The fitness industry barely existed when I started working cleaning my parents’ clubs after school in 1968. We were a tiny, tiny industry. Now we’re the biggest adult sport in the world. If you’re working in any fitness organization around the world—it’s really important what you do, not only improving individual people’s lives, but fighting a crisis that threatens the sustainability of our global health systems.

24Life: Why do you think that building community has become such a worldwide phenomenon, particularly in fitness?

PM: Society has become more fragmented. A lot of the old communities that we had—the corner bar, even the church—have diminished in mass popularity over the last 50 years or so. We’ve become much more isolated in our lives. We don’t play those team sports and get together as communities.

But humans are pack animals. We crave community and social interaction. You see that from the rise of social media. It’s an indication of how desperately we need to socialize. And that’s been something that I think has really driven the growth of gyms as a place where people can commune and just be around other people. The gym has kind of taken over, in a lot of countries, from the corner bar where people used to get together.

24Life: How does community form around a cause, like Les Mills?

PM: I think that communities form when an idea’s time has come and people are passionate about it, then other people want to get involved. Fitness is an idea whose time has come. People want to be healthier and fitter and eat better and look after their bodies better. It’s just something that we are naturally attracted to. You can’t do anything to stop this [fitness] movement.

24Life: For someone just getting started working out, why is community so important?

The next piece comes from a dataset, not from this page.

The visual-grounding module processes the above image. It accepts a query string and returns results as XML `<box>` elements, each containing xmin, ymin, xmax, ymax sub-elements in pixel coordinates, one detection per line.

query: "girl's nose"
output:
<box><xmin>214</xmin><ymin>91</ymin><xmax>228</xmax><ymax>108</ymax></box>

PM: When people say to me, “You’re in the exercise business, right?” I say, “Well, not really. Really we’re in the motivation business.” People can exercise anywhere. They can exercise at home in their living room or running around the block or at the local park. But most people don’t tend to. They need to be motivated. That’s why they come to gyms.

Motivation is a big word. There are all sorts of things that gyms do to motivate people: having exciting workouts, having fitness leaders, personal trainers and Group X instructors who are inspiring and motivating. Having other people there. The whole community thing, that’s motivation. You want to work out with other people.

If somebody asks me, “How do I get started in fitness? How do I successfully build a fitness lifestyle?” I’ll say, “One of the things that you’ve got to do is you’ve got to make it social because that’s going to motivate you. That’s going to make it fun: to do it with friends. Or if you don’t have time to do it with your friends, then get a personal trainer. If you can’t afford a personal trainer, do Group X.

Group X classes are great for this because you form a social relationship with your teacher, and gradually, over time, you form relationships with other people who are in the classes. And Group X has a lot of other motivators like music and fun ways to move.

As my dad said in 1968, “We’re in the business of helping people fall in love with fitness.” And that’s about finding all the different ways to motivate different people to exercise.